Solved Ubuntu install on second hard drive corrupted FreeBSD install on first

Long story short : Installed Ubuntu on a nvme drive connected as second hard drive - that somehow affected the primary hard drive booting process which has FreeBSD installed.

Now when I boot the system and try to boot from the first hard drive - it says something like "Reset System".

I can see the primary drive having the EFI boot on one of the partitions when I check lsbld output from the Ubuntu install - so hopefully the data/partitions aren't affected.

How do I recover the FreeBSD login?

(And additionally why does Ubuntu install interfere with the primary hard drive ? I totally didn't expect that and it makes no sense. I thought my system would boot normally after the install on the secondary hard drive, but turns out I was wrong!)
 
Ubuntu being helpful it probably recognized that you can't normally boot from a second harddrive and tried to fix it for you.

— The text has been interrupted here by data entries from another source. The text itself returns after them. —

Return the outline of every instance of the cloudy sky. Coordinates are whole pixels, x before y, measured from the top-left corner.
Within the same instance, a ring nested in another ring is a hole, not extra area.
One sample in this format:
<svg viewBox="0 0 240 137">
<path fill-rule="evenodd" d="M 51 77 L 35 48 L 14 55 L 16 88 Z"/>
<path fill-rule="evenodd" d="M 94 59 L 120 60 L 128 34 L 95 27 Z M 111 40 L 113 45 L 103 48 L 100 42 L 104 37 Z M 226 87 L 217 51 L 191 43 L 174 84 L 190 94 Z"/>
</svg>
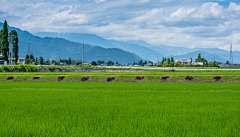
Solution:
<svg viewBox="0 0 240 137">
<path fill-rule="evenodd" d="M 239 0 L 1 0 L 0 22 L 35 32 L 240 50 Z"/>
</svg>

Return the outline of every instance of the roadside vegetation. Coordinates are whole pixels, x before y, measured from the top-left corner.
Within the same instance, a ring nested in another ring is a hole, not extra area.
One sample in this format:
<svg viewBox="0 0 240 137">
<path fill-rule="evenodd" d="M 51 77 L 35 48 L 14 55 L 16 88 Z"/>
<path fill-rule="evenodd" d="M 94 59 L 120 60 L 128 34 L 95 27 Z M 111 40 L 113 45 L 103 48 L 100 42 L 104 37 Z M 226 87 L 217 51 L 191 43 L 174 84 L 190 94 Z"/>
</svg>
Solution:
<svg viewBox="0 0 240 137">
<path fill-rule="evenodd" d="M 239 84 L 0 83 L 0 136 L 240 136 Z"/>
</svg>

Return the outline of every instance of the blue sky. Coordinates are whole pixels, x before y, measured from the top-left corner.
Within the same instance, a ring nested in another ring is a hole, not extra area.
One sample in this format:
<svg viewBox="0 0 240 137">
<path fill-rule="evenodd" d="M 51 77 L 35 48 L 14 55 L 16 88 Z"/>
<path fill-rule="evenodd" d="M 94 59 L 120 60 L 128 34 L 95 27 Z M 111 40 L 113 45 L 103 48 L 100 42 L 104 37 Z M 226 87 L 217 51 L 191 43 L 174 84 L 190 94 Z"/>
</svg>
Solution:
<svg viewBox="0 0 240 137">
<path fill-rule="evenodd" d="M 239 0 L 1 0 L 0 21 L 152 45 L 240 50 Z"/>
</svg>

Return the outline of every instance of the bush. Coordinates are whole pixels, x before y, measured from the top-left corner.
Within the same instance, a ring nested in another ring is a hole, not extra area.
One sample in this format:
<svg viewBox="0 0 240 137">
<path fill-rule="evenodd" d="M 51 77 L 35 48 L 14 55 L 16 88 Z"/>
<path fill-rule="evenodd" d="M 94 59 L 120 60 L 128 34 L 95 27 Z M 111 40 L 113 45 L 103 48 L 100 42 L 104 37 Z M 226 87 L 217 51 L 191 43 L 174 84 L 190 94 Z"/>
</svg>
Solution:
<svg viewBox="0 0 240 137">
<path fill-rule="evenodd" d="M 29 72 L 30 68 L 28 67 L 28 65 L 22 64 L 20 65 L 20 67 L 22 68 L 21 72 Z"/>
<path fill-rule="evenodd" d="M 29 72 L 38 72 L 39 68 L 37 66 L 28 66 L 29 67 Z"/>
<path fill-rule="evenodd" d="M 13 68 L 17 72 L 22 72 L 22 67 L 20 65 L 14 65 Z"/>
<path fill-rule="evenodd" d="M 13 67 L 11 66 L 2 66 L 2 69 L 5 71 L 5 72 L 13 72 Z"/>
</svg>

The easiest way forward is probably to have the Ubuntu make a grub2 menu entry for FreeBSD, so that you can select FreeBSD from there. Once FreeBSD is up you can fix its bootloader.
 
Ubuntu being helpful it probably recognized that you can't normally boot from a second harddrive and tried to fix it for you.

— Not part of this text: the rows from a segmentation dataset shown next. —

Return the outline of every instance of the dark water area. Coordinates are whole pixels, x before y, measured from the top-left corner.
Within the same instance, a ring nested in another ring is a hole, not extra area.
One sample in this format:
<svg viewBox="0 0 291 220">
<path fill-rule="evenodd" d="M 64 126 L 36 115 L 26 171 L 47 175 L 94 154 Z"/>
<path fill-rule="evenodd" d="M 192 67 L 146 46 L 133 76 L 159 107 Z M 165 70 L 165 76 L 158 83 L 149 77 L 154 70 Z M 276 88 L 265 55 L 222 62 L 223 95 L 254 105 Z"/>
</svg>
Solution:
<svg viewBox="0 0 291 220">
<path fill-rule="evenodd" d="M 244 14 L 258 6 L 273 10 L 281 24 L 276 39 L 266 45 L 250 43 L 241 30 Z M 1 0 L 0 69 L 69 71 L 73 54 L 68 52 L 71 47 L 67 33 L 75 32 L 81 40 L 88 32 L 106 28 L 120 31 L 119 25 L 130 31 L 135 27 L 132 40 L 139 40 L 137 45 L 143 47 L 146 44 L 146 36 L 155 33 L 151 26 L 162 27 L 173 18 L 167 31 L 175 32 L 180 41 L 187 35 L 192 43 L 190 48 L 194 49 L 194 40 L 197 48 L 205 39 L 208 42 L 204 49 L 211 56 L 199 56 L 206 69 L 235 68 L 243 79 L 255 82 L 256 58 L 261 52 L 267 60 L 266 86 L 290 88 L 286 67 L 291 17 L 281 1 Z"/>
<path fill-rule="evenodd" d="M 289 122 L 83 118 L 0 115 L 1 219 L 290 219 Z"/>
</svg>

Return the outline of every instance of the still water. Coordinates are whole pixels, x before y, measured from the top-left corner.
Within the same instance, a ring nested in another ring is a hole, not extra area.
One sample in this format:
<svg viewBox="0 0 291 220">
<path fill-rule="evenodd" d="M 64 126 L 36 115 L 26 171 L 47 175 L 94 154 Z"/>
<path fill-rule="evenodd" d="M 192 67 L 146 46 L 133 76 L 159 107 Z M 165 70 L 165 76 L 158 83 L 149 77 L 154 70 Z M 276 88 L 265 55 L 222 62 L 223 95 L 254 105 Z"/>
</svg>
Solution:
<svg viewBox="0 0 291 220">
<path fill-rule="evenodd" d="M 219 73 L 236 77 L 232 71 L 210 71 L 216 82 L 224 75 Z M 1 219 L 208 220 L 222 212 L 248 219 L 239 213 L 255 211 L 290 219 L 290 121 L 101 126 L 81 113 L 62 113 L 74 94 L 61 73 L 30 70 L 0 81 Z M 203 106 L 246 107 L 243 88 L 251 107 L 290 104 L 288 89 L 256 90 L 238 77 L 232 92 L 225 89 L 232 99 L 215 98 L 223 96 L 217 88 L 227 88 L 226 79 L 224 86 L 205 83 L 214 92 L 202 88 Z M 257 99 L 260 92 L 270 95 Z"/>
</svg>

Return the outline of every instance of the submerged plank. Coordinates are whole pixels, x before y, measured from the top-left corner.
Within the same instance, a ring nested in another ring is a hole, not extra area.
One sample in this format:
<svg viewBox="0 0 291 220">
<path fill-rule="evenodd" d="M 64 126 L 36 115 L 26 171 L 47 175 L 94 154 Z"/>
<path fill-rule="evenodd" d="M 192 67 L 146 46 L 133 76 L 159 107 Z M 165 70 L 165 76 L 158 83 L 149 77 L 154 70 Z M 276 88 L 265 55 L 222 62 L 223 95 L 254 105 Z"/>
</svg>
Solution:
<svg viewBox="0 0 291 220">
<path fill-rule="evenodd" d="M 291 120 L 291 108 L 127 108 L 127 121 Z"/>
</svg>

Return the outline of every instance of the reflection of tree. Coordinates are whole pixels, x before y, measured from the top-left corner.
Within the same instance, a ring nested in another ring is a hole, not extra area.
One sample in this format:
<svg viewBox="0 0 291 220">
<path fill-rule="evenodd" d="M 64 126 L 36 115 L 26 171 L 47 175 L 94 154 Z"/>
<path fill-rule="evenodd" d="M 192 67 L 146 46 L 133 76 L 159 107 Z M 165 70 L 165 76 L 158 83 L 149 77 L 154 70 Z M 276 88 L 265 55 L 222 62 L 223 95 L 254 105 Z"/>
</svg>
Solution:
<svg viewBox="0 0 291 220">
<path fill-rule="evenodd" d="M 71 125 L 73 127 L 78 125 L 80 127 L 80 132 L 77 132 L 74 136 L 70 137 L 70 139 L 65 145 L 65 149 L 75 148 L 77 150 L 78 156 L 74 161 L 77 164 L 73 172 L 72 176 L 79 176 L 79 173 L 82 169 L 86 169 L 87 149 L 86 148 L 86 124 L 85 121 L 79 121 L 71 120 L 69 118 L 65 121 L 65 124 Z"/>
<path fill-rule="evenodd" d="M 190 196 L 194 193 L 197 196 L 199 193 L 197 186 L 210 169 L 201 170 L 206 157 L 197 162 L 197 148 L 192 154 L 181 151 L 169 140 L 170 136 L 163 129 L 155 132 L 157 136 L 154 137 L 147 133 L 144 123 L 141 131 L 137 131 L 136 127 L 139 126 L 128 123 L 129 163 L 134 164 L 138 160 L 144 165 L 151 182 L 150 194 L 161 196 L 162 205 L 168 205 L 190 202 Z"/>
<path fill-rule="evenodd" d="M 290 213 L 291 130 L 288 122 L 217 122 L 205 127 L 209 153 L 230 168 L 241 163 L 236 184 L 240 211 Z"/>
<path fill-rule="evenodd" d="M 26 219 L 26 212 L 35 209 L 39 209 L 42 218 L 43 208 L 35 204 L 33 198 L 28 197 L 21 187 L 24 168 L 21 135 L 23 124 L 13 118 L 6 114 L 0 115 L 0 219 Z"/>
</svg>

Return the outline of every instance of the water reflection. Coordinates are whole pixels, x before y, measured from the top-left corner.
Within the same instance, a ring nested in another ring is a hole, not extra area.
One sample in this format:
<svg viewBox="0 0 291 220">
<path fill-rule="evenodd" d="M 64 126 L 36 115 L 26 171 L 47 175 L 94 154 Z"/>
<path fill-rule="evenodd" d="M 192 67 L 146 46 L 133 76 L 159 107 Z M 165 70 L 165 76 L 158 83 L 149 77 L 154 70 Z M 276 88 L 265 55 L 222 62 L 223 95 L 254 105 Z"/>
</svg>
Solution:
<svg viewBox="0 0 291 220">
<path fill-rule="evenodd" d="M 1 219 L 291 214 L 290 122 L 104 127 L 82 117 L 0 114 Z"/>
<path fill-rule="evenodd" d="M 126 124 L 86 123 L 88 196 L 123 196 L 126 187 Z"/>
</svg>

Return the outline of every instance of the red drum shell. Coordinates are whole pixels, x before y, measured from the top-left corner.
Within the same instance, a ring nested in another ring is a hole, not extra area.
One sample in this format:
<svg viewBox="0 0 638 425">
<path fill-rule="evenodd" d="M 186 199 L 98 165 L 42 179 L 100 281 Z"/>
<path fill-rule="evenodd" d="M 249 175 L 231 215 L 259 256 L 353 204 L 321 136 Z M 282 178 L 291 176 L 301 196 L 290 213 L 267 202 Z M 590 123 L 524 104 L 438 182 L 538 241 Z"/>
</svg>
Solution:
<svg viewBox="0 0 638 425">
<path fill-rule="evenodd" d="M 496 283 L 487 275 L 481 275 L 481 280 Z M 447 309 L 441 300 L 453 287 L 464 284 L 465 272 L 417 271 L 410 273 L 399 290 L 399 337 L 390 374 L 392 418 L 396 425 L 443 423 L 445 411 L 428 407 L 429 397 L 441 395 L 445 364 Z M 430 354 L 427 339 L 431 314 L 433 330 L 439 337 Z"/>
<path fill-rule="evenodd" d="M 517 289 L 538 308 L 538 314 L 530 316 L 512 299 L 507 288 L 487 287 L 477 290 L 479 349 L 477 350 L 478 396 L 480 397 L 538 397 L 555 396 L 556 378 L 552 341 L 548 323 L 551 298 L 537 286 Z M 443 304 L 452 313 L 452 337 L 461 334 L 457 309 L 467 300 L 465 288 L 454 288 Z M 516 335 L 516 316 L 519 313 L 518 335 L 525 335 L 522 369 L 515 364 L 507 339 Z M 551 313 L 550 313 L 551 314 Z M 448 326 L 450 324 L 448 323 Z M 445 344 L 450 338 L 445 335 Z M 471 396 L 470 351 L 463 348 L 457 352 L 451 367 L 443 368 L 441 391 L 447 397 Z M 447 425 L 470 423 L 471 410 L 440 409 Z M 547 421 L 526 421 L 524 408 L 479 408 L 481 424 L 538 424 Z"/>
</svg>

The easiest way forward is probably to have the Ubuntu make a grub2 menu entry for FreeBSD, so that you can select FreeBSD from there. Once FreeBSD is up you can fix its bootloader.
Tried to follow this post for grub entry - didn't seem to work. Here is my primary freebsd installation
And this is what I tried to put in /etc/grub.d/40_custom :
Code:
#adding entry for freebsd
menuentry "FreeBSD" {
set root=(sda2,2)                   
chainloader (sda2,gpt2)/boot/loader_4th.efi
}
followed by sudo update-grub

I must be doing something wrong
Screenshot from 2023-04-12 00-48-29.png

PS: It doesn't seem to be going to the selection menu at all - just goes to the Ubuntu login screen
 
Poke around in /etc/default/grub, maybe the delay time in the menu is set to zero.

I also think that root=... should be set to your Linux boot partition (not root).
 
I once replied to somebody about grub here, you may find it useful.

Two hints from my side:
- if you're chainloading just do +1 and let bootloader "do its thing"
- make sure device.map on Linux points to the disks properly

And additionally why does Ubuntu install interfere with the primary hard drive ?
You may have accidentally do it yourself. I don't recall how does Ubuntu deal with multiboot but some installers (e.g. SuSE) let you decide how to deal with the bootloader. You may have missed that.
 
Use the FreeBSD loader.efi (instead of loader_4th.efi) from the ESP (/dev/sda2 efiboot0) rather than from the root system (/boot/loader.efi).
Code:
menuentry "FreeBSD" {
    insmod fat
    root=(hd0,gpt2)
    chainloader /efi/freebsd/loader.efi
}
 
Use the FreeBSD loader.efi (instead of loader_4th.efi) from the ESP (/dev/sda2 efiboot0) rather than from the root system (/boot/loader.efi).
Code:
menuentry "FreeBSD" {
    insmod fat
    root=(hd0,gpt2)
    chainloader /efi/freebsd/loader.efi
}
This nailed it!

Thank you so much - don't know what i'd do without you wonderful people!
You may have accidentally do it yourself. I don't recall how does Ubuntu deal with multiboot but some installers (e.g. SuSE) let you decide how to deal with the bootloader. You may have missed that.
I doubt that - I tried to manually install and format this other drive and specially was looking that I don't interfere with my primary drive.
Poke around in /etc/default/grub, maybe the delay time in the menu is set to zero.
Yes, was able to get the boot selection from this. the other part was proving to be difficult to get right.